In the New Zealand Army, an Infantry Platoon is commanded by a 2nd Lieutenant or a Lieutenant with a Platoon Sergeant, a Platoon Signaller and a medic (where relevant) comprising the Platoon Headquarters. The Platoon is sub-divided into three section of between 7-10 soldiers, each commanded by a Corporal with a Lance-Corporal as the Section 2iC. Each section can be sub-divided into two fire-teams, commanded by the Section Commander and 2iC respectively, as well as normal two man Scout, Rifle and Gun Teams.

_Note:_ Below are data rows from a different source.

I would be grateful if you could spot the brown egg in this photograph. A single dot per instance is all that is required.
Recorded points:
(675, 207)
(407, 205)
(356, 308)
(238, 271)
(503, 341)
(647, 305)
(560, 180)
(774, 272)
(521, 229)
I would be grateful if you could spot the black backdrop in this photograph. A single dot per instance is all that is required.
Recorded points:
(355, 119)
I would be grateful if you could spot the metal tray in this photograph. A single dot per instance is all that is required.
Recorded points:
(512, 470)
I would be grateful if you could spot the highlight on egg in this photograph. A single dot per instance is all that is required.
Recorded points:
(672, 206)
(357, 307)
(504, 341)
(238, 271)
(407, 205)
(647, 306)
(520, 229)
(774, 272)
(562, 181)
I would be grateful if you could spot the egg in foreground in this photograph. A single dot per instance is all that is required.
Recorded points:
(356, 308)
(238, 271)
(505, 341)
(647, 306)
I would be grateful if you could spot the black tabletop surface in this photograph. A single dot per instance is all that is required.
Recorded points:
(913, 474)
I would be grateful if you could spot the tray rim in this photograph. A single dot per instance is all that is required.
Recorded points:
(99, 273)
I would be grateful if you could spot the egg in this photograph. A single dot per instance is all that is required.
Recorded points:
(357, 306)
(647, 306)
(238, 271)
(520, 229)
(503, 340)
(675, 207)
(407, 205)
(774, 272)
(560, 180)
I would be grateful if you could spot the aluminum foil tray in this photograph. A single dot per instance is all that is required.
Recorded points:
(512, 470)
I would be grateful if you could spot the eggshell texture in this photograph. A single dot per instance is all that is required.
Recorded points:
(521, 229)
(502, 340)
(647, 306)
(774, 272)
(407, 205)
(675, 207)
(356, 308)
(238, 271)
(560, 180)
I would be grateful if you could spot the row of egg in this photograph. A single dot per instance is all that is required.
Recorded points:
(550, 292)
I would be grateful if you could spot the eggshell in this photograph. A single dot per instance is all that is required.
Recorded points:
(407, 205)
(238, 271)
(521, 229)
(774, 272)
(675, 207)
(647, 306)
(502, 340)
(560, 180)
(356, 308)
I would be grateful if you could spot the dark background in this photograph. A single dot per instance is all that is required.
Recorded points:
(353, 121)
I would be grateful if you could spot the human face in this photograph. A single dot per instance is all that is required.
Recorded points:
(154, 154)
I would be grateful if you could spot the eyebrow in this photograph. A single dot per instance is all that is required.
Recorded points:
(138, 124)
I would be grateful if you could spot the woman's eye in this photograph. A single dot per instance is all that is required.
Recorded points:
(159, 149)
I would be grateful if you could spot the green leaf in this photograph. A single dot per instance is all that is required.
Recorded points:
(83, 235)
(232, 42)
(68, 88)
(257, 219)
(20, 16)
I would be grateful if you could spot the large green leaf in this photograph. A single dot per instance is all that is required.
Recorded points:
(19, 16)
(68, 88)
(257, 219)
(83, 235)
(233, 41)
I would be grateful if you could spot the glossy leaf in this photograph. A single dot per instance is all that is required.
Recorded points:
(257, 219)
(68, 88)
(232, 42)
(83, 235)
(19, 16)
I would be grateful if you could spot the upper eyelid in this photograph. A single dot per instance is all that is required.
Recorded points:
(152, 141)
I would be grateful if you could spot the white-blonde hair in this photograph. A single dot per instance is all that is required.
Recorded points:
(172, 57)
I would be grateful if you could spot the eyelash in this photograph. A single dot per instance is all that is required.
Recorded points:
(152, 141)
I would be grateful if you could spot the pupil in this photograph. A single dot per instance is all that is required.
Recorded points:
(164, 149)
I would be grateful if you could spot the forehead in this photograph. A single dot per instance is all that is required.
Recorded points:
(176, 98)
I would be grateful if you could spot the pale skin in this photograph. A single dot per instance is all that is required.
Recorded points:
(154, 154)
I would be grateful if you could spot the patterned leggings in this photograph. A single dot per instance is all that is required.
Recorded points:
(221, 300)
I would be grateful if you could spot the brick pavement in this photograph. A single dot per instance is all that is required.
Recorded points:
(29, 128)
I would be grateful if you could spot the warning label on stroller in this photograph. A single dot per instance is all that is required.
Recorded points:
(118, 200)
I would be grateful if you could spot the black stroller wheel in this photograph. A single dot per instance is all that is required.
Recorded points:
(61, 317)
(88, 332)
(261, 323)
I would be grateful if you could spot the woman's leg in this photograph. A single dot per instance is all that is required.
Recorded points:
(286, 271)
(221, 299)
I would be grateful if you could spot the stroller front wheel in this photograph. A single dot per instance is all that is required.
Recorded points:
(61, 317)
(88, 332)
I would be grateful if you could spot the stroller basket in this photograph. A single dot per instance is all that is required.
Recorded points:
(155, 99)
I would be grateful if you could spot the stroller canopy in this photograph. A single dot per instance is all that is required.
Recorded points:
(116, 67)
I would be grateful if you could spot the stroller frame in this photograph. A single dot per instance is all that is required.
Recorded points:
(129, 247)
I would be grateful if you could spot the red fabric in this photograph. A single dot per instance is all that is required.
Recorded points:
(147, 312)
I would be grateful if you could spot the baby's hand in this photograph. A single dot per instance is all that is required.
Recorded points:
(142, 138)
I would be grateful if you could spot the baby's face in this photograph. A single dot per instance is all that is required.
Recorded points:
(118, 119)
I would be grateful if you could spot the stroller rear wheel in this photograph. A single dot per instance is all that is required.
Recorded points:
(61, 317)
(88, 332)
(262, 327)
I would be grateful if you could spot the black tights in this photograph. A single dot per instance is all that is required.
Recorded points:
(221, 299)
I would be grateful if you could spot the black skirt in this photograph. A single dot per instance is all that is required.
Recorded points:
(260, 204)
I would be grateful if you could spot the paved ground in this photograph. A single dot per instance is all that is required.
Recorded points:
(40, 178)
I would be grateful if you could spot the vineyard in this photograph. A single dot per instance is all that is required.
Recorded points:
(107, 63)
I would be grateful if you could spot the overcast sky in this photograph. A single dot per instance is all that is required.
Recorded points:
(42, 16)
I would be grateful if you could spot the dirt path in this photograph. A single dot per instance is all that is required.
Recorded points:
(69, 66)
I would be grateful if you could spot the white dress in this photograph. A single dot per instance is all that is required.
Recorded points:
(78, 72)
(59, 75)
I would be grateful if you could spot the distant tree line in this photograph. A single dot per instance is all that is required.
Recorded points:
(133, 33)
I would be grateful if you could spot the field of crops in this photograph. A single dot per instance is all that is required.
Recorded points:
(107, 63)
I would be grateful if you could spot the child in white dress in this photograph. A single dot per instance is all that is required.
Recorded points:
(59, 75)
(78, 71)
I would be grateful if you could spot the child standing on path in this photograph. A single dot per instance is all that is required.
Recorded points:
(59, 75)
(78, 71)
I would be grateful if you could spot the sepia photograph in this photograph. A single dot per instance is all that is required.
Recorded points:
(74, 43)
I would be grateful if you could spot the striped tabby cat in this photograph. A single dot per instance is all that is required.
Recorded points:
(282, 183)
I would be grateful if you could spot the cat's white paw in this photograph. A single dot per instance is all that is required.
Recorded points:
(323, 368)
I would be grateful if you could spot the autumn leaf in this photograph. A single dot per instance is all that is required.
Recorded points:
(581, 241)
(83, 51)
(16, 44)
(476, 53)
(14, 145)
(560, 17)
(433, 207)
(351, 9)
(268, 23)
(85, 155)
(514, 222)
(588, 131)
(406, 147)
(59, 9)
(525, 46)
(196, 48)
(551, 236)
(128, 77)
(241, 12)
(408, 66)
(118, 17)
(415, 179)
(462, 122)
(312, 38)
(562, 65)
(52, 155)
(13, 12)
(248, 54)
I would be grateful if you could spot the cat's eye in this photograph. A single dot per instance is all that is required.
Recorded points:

There are three Platoons in a Rifle Company, which is commanded by a Major, and Three Rifle Companies within an Infantry Battalion, which is commanded by a Lieutenant-Colonel. An Infantry Battalion will also contain an organic Support Company (Mortars, Machine-Guns etc) and a Logistics Company (Transport and Stores).

Singapore Organization

In the Singapore Army, a platoon is a Lieutenant billet. In practice, usually a Second Lieutenant is appointed the platoon commander, and will eventually be promoted to this rank. A typical infantry platoon consists of three seven-man section of riflemen and a machine gun team, both commanded by Third Sergeants, a platoon sergeant and a medical orderly for a total of 27 soldiers.

Thai Organization

In the Royal Thai Army, a platoon is commanded by a Lieutenant or Second Lieutenant assisted by a Platoon Sergeant, usually of the rank of sergeant major. In infantry units, rifle platoons are generally made up of five squads (three rifle squads, one machine gun squad and command squad).

United States Organization

In the United States Army, Rifle Platoons are normally composed of 42 Soldiers. They are led by a Platoon Leader (PL), usually an Infantry Second Lieutenant (2LT), and with a Platoon Sergeant (PSG), usually a Sergeant First Class (SFC). Rifle Platoons consist of three nine-man Rifle Squads and one nine-man Weapons Squad. The Platoon Headquarters includes the PL, PSG, along with the PL's Radio-Telephone Operator (RTO), Platoon Forward Observer (FO), the FO's RTO and the Platoon Medic.In the United States Marine Corps, rifle platoons are led by a Platoon Commander, usually a Second Lieutenant. The billet of Platoon Sergeant is a position intended for a Staff Sergeant but it can be held by a Marine ranking from Corporal to Staff Sergeant. In a Marine regiment, rifle platoons usually consist of three rifle squads of 13 men each, usually led by a Sergeant, with three Navy Corpsmen, a Platoon Commander, a Platoon Sergeant and a Platoon Guide, usually a Sergeant. Each squad is further divided into 3 fireteams. A weapons platoon replaces the 3 squads with a 60mm mortar section, an assault section, and a medium machine gun section. The assault section consists of dual-purpose rockets such as the FGM-172 SRAW. A single platoon can cost up to $1,834,326 a year.